It's no secret the rise of Uber and Lyft is devastating taxi drivers. As they see their riders disappear, San Francisco cabbies are looking at taxi medallions that used to be worth tens of thousands of dollars and are now worthless.
The city is considering a plan to help them out, but there is not much optimism it will actually work.
Beraki Ghebremicael is one of the taxi drivers lamenting a hard truth: he's lost out on a retirement ticket.

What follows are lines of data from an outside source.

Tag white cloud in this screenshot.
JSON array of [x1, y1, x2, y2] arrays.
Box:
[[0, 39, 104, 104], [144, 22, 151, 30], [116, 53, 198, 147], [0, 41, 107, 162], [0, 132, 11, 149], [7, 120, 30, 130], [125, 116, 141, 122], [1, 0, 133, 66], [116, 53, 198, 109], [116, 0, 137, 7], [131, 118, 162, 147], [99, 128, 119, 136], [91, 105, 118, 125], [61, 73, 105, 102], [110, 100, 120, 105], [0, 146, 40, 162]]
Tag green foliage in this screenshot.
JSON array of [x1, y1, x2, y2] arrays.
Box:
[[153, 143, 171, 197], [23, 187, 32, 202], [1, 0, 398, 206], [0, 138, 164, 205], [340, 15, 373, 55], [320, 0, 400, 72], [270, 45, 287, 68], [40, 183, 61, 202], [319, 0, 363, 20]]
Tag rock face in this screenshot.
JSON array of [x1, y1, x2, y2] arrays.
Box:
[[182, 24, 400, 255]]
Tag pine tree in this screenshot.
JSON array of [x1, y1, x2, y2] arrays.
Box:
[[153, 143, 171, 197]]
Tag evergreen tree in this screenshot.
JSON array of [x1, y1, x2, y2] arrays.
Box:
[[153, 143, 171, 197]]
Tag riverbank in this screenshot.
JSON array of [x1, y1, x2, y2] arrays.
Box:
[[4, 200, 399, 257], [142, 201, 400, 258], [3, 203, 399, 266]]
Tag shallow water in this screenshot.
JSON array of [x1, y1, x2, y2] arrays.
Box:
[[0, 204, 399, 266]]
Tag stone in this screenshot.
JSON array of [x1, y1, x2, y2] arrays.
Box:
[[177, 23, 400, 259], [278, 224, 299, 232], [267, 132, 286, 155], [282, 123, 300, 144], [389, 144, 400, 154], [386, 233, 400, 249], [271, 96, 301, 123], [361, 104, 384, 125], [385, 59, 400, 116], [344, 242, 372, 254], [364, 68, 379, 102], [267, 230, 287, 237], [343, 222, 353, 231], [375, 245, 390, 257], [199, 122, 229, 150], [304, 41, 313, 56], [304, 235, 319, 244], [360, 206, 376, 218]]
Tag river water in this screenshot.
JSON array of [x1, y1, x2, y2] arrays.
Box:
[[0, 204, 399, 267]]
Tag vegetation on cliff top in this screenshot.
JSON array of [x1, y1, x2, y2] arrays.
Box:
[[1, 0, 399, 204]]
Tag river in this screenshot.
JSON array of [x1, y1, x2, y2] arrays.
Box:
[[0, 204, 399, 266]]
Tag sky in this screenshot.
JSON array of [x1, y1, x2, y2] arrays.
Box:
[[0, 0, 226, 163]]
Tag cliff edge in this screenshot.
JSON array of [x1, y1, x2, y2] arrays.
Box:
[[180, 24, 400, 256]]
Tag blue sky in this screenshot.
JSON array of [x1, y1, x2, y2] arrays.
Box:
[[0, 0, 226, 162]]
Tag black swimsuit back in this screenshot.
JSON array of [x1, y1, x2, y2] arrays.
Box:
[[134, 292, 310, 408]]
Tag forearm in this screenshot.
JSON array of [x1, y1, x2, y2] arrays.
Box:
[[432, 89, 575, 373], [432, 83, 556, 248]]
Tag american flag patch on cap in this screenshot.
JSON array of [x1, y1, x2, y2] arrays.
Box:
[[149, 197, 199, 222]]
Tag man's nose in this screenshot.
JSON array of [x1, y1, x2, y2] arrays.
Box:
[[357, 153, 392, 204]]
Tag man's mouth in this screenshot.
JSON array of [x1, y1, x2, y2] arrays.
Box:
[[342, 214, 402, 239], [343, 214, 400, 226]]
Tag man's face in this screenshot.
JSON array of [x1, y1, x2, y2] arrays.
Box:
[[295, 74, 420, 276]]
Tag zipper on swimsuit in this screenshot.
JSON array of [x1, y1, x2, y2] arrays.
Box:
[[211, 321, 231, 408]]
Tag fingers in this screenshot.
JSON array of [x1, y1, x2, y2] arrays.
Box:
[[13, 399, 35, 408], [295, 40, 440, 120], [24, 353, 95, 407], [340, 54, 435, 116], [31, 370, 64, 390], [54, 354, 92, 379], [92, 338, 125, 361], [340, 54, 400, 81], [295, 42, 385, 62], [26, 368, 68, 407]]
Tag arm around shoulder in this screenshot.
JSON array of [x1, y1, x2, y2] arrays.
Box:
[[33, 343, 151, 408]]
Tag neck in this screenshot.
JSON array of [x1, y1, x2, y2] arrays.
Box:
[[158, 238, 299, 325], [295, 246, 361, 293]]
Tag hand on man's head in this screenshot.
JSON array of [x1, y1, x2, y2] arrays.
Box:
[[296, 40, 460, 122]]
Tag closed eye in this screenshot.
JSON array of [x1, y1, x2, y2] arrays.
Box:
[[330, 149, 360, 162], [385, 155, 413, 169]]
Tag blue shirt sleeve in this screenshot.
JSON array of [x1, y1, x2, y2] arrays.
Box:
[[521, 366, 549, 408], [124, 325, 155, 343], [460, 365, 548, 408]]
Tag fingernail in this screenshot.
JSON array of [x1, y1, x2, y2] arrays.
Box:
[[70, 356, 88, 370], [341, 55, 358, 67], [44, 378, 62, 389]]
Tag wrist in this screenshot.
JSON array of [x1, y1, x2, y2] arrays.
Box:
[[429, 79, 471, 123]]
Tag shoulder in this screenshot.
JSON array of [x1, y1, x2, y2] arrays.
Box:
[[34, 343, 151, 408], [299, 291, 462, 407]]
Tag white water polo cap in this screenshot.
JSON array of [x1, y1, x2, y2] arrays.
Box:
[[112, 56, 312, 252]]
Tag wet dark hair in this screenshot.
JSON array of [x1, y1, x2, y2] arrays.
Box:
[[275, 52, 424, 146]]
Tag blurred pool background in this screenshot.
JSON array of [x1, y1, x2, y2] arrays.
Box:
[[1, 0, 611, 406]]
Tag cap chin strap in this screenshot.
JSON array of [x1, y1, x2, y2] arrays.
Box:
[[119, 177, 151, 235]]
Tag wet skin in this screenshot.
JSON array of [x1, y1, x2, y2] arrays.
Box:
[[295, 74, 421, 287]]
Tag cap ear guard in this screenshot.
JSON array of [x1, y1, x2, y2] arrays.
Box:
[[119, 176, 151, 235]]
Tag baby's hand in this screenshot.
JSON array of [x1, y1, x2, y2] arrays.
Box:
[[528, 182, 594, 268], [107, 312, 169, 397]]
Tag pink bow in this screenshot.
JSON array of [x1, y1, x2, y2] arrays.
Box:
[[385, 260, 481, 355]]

He has been a cab driver for 25 years and said his taxi medallion is now worth nothing.
But for some drivers who shelled out $250,000, Ghebremicael said it is worse.
"Those guys paid $250,000 for a medallion -- you could buy a house," he said. "They could probably buy a house, but they mortgaged their house to buy a medallion."
Veena Dubal, a UC Hastings law professor, said many of the drivers thinking this was their American dream are all of a sudden in a situation where their medallions are almost worthless -- it not completely worthless.
Dubal has been studying the medallion issue for years, hoping to get help the largely immigrant families affected. She is not sure the city's proposed plan to give purchased medallion holders "exclusivity" at San Francisco International Airport will be the rising tide that lifts all other drivers.
"If you're not allowed to play the airport market, you're not making any money. There's no money. There's no fares in the city for taxi drivers," Dubal said.
Kate Toran, a taxi services director for the San Francisco Municipal Transportation Agency, said the airport plan will help steer value and market forces back to purchased medallion holders.
"We take our role very seriously," Toran said. "So when we put together these recommendations, we have thoroughly vetted them."
When asked why not just buy up the debt and help the affected families out, Toran responded: "Well, these are really hard policy decisions and the $161 million, by my count, it's about a quarter of the [entire] transit budget -- and that would impact millions of transit riders."
The $161 million comes out to an average of $180,000 of debt per drivers. The city said it cannot just eat that with other services to balance.